Holmes was seventeen years a Malvern councillor, and also served a mayoral term. The business, passed from father to son, lasted about six decades, and merged into an ironmonger. And his cheap signwriting then vanished again, sealed up behind a new construction, for the delectation of generations to come.
9/ Speaking of premature burials, perhaps my favourite sports story of last week was of the AFL, perhaps confusing him for Noam Chomsky, killing Hawthorn legend Michael Porter. When reports of Porter’s demise proved to be exaggerated, the AFL perpetrated the further falsehood that they’d contacted him to apologise. Initially a league spokesman said: ‘Once this innocent mistake was realised we moved quickly to ring and apologise to everyone affected, including Michael, and thank him for his understanding.’ Except they hadn’t: “I read today that the AFL said that they had actually spoken to me and they haven’t. They made a mistake and then they’re saying “oh we’ve contacted him. He understands” but they haven’t contacted me.’
So unlike the AFL to fuck something up then lie that everything’s sweet. The BCCI of football.

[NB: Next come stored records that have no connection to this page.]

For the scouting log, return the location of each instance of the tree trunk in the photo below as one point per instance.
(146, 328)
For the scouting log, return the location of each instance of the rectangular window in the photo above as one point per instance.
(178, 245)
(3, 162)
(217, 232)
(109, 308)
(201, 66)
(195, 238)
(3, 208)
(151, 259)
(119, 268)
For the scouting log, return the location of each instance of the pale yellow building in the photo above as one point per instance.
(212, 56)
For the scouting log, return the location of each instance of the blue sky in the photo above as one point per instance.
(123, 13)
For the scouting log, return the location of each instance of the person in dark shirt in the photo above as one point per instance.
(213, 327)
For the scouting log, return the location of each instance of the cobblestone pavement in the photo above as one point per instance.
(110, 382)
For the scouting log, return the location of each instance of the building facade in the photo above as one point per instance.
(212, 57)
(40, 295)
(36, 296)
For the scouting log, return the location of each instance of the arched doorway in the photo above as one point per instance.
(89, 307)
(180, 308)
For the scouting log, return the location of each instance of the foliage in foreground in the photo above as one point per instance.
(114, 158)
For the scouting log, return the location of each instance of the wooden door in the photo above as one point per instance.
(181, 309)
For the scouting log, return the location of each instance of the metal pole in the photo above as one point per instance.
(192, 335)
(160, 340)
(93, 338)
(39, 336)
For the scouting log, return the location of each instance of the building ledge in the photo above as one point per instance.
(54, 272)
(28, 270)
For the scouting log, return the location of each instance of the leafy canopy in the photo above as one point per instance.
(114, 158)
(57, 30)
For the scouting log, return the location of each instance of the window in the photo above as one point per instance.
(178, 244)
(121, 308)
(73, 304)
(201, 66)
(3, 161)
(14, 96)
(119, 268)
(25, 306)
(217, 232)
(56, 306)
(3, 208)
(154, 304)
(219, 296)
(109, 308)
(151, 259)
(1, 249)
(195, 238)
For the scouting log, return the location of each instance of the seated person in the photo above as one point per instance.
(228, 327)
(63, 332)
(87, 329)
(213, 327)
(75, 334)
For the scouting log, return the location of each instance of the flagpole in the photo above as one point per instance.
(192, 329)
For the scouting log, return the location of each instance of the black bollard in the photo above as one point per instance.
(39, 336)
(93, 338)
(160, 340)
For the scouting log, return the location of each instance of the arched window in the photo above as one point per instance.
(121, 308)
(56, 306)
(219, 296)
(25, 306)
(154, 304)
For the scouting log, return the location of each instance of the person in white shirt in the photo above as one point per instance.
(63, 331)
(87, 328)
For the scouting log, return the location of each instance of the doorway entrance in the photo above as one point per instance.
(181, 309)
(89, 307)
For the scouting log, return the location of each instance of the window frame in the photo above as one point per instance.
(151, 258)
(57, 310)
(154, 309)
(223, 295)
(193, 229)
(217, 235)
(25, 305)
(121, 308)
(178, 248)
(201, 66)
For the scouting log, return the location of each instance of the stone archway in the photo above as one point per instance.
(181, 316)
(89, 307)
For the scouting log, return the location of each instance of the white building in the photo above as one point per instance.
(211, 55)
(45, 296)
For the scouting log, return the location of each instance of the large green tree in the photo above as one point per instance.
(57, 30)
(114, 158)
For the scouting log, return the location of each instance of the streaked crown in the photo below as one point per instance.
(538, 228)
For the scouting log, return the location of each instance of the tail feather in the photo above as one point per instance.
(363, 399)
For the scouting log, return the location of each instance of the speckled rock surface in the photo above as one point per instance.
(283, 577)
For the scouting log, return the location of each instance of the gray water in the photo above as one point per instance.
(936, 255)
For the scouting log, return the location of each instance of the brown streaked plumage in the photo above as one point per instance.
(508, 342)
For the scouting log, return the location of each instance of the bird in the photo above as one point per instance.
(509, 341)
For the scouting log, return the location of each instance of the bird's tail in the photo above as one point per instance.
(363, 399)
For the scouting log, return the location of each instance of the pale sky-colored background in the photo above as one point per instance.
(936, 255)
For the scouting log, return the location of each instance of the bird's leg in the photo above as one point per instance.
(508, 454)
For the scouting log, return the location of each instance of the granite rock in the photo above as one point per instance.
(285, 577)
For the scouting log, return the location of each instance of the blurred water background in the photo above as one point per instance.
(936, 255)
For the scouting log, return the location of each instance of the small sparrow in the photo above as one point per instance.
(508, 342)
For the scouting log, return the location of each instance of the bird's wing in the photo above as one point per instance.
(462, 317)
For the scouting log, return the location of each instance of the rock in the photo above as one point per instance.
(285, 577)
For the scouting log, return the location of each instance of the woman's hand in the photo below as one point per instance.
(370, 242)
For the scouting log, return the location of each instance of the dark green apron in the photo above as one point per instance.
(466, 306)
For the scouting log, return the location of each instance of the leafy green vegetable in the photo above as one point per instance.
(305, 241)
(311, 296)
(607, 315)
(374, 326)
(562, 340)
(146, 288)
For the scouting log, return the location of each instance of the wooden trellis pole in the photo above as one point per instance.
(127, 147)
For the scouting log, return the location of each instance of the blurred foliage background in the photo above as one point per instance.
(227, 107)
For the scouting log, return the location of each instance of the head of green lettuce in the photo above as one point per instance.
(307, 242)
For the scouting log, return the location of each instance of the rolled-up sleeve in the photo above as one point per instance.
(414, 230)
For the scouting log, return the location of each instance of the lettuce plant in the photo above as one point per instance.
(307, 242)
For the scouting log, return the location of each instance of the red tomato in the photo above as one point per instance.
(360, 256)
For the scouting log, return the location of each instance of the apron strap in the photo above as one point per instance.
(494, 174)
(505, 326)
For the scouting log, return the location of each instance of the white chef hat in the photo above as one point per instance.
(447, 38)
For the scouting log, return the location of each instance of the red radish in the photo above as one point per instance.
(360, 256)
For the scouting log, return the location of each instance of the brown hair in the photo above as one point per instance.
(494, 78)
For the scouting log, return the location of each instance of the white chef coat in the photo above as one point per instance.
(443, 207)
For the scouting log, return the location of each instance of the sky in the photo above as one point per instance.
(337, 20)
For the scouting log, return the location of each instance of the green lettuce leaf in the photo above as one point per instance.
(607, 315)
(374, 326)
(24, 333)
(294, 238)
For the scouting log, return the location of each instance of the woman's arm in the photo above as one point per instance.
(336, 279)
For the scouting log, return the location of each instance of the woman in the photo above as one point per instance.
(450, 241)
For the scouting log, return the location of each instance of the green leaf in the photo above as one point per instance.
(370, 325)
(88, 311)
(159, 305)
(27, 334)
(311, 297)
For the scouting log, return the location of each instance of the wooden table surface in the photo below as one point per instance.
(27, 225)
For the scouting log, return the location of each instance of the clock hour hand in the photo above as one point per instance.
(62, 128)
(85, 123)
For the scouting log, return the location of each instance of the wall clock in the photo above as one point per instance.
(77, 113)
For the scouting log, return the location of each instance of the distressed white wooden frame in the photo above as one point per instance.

10/ Still, these episodes are less uncommon than you might think. Cricket geeks like me rejoice in the tale of the Rev Archibald Fargus, who won a Blue at Cambridge and represented Gloucestershire before World War I, then was listed among the missing after the loss of the armoured cruiser HMS Monmouth at the Battle Of Coronel. Wisden, the game’s recording angel, published Fargus’s obituary in its 1915 edition, unaware that he had missed his train, and thereby missed his ship’s departure. At least the almanack, suitably abashed, corrected the record, but they then missed his actual death in 1963, and did not print a second correct notice for Fargus until eighty years after the first. I also have a dim recollection that the ‘curmudgeonly thespian’ A. E. Matthews read reports of his own death in The Times, and was subsequently reported to have said: ‘I read The Times every day and if I don’t see my obituary then I go to work.’ Hoping you don’t read your obituary today….
"Gambling is, as smoking was, a slow-acting poison that uses sport to mask its taste." Thank you Gideon. Hope that features on a ghost billboard somewhere near everyone soon. Better still, running on the electric ad banners stadia in between the ‘Bet Now!’s. Crowdfund?